Hank Harris

No. 36, 35, 38
- Positions: Guard, tackle

Personal information
- Born: February 26, 1923 Camden, Alabama, U.S.
- Died: February 18, 1999 (aged 75) Birmingham, Alabama, U.S.
- Listed height: 6 ft 0 in (1.83 m)
- Listed weight: 265 lb (120 kg)

Career information
- College: Texas (1940-1942, 1946)
- NFL draft: 1947: 8th round, 59th overall pick

Career history
- Washington Redskins (1947–1948); Wilmington Clippers (1948);

Awards and highlights
- 1943 Cotton Bowl Classic champion;

Career NFL statistics
- Games played: 12
- Games started: 2
- Fumble recoveries: 1
- Stats at Pro Football Reference

= Hank Harris (American football) =

American football player (1923–1999)

Henry Franklin Harris (February 26, 1923 - February 18, 1999) was an American professional football player who was a guard in the National Football League (NFL) for the Washington Redskins and in the American Football League (AFL) for the Wilmington Clippers. He played college football at the University of Texas and was drafted in the eighth round of the 1947 NFL draft.
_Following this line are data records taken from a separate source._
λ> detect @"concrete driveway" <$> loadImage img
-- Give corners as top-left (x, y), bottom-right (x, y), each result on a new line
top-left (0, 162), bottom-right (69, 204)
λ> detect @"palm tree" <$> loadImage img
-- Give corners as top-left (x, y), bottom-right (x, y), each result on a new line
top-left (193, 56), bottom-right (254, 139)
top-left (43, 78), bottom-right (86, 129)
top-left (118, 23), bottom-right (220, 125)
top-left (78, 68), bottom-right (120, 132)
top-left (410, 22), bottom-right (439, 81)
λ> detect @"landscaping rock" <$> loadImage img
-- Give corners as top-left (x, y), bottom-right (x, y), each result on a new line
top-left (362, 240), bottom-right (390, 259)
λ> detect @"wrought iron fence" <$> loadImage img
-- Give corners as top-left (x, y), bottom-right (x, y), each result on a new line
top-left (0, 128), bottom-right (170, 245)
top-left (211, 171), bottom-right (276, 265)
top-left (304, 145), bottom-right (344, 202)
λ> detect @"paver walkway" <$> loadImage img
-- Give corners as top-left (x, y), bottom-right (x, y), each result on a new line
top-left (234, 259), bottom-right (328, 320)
Harris, known as "Hank" or "Demp", was born in Camden, Alabama and played high school football at Wilcox Central High School in Camden.
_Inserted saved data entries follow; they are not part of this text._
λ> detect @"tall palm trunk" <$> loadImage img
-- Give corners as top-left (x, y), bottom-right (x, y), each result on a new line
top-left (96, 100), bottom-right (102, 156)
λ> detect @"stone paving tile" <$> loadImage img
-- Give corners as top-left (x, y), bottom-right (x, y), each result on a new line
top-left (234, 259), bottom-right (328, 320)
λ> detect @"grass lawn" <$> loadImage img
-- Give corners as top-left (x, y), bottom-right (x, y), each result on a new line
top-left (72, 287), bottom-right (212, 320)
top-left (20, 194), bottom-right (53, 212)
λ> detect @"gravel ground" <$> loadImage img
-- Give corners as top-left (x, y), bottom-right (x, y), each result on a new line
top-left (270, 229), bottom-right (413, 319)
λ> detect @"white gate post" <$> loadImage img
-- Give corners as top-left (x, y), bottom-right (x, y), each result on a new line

He enrolled at the University of Texas in 1940, where he would play football for three seasons before leaving. In 1941, the team finished ranked #4 (and won the statistical National Championship according to Berryman QPRS). In 1942, the team won the Southwest Conference Championship and the 1943 Cotton Bowl Classic to finish ranked #11.

He left school for World War II where he served in Company C of the U.S. Army's 365th Medical Battalion. During World War II, the 365th was part of the Army's 65th Infantry Division. They landed in Le Havre, France in early 1945 and spent the spring fighting in Germany and into Austria before eventually linking up with Russian forces in Erlauf at the end of the war in May. For his service, Harris was awarded two Bronze Stars.

He returned to Texas to letter for a 3rd year, helping the Longhorns finished the season ranked #15.

He was drafted by the Washington Redskins in the eighth round (#59 overall) of the 1947 NFL Draft and played for them for all of the 1947 season and part of the 1948 season. He left the Redskins and finished out his career with the Wilmington Clippers of the minor league AFL. The Clippers finished the season with a loss in the League Championship game.

He died in a Birmingham hospital on February 18, 1999.